# Proyecto con temperatura dimmer y Tacometro



## ale_001 (Nov 21, 2005)

Como estan mis amigo les cuento que estoy realizando un proyecto el cual consiste en tomar medidas con un sensor de temperatura y controlar con un dimer un ventilador el cual usa un motorcillo ac con el dimer seria necesario reducir la velocidad del ventilador y usar un tacometro que me muestr las revoluciones del motor mi duda como puedo diseñar el tacometro ? como podria estar acoplando el sensor de temperatura con el dimmer me recomendaron usar un dimmer digital que opinan ? si lo completo este proyecto les podra servor a mucho y finalizado proveo diagramas y mas información solo ayudenme


----------



## eduardo.bonilla (Nov 21, 2005)

No veo la relación entre el dimer digital y las revoluciones a las que vas a mover el motor.   Si realmente necesitas saber las revoluciones del Motor, creo que te convendría utilizar un tipo de sensor óptico para detectar las revoluciones del mismo.   Si el motor es muy pequeño y tienes acceso a los devanados, creo que es más sencillo sensar las revoluciones, por medio de las aspas del ventilador.   Por ejemplo si es un avanico de 4 aspas, puedes sensar con un sensor Infrarrojos de proximidad las aspas cuando pasan por cierto punto y dividir la frecuencia entre 4.

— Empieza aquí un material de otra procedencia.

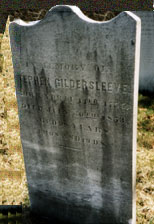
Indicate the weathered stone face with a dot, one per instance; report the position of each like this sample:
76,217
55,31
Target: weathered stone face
76,84
146,80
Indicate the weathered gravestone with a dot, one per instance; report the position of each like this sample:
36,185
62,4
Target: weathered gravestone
77,83
146,79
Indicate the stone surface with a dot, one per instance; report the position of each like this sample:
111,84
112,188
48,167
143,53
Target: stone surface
76,84
146,80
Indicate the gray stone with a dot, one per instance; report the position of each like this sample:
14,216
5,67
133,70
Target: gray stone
146,77
76,83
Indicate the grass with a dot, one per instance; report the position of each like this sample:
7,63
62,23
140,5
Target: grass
13,187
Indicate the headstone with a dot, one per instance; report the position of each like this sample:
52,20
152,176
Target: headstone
76,84
146,77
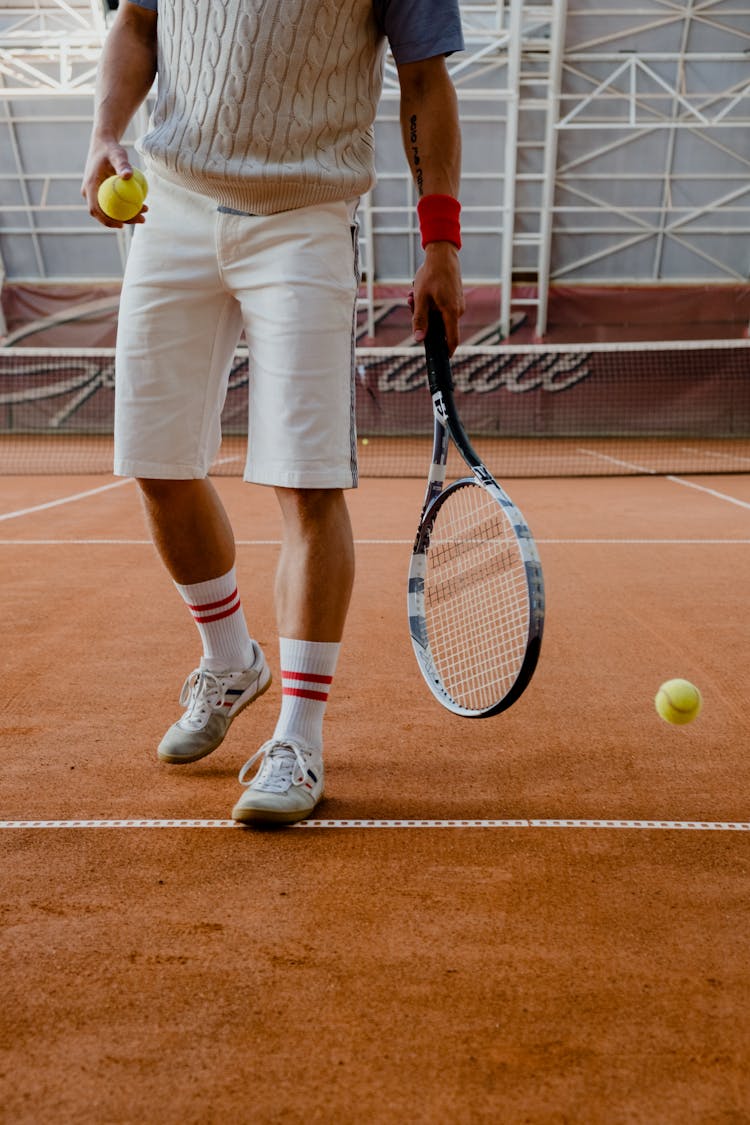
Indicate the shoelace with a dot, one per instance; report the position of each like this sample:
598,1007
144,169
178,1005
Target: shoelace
283,765
201,692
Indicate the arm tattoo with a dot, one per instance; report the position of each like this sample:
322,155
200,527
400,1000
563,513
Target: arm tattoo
416,160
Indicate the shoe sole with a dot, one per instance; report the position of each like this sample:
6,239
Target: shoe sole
179,759
261,817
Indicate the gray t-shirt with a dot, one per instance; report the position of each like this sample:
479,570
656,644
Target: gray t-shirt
415,30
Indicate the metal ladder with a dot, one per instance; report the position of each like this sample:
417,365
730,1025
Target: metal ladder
535,51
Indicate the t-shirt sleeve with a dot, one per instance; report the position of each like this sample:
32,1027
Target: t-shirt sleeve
421,28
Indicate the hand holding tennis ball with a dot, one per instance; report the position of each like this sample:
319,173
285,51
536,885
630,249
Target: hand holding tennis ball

Como pienzas hacer el dimmer?   A lo mejor si no necesitas la precisión exacta puedes utilizar el dimmer para estimar las revoluciones del motor.   

Espero te pueda ayudar esta información.  Si necesitas información sobre el sensor de proximidad, te puedo pasar unos esquemáticos en donde hace poco hice uno para un proyecto, es sencillo, pero lastimosamente ahorita no lo tengo a la mano.   Al terminar de preparar la información lo publico en éste medio también.

Saludos,

Eduardo


----------



## MaMu (Nov 22, 2005)

ale_001 dijo:
			
		

> Como estan mis amigo les cuento que estoy realizando un proyecto el cual consiste en tomar medidas con un sensor de temperatura y controlar con un dimer un ventilador el cual usa un motorcillo ac con el dimer seria necesario reducir la velocidad del ventilador y usar un tacometro que me muestr las revoluciones del motor mi duda como puedo diseñar el tacometro ? como podria estar acoplando el sensor de temperatura con el dimmer me recomendaron usar un dimmer digital que opinan ? si lo completo este proyecto les podra servor a mucho y finalizado proveo diagramas y mas información solo ayudenme



No entiendo. Para qué necesitas el tacómetro?. A lo que entendí, quieres regular la velocidad del motor en base a la temperatura, si es correcto lo que entendí, hay muchos circuitos para tal fin (no se necesita dimmer).

Saludos.


----------



## VichoT (Dic 7, 2005)

por lo que entendi: quieres controlar la Tº con un ventilador, variando la velocidad de este ajustas la Tº a la que quieras.
 pues bien si lo desas hacer todo con poca plata busca una termoresistencia (aparecen en alguanos televisores blanco y negro relativamente antiguos transistorizados) esa sera tu sonda de Tº, para el dimmer te aconsejo analogo es mas facil de diseñar y ajustar ( no tiene la misma presicion que un digital pero igual salva). el tacometro te sirve para realimentar al control principal sobre la velocidad del ventilador. ya que el controlador central de acuerdo con la señal de la sonda envia una señal al dimemr para que ajuste la potencia efectiva del motor y con ello si velociadad el tacometro te servira para que el controlador sepa si el dimmer esta haciendo bien su trabajo.

espero servirte de alguna ayuda.bye


----------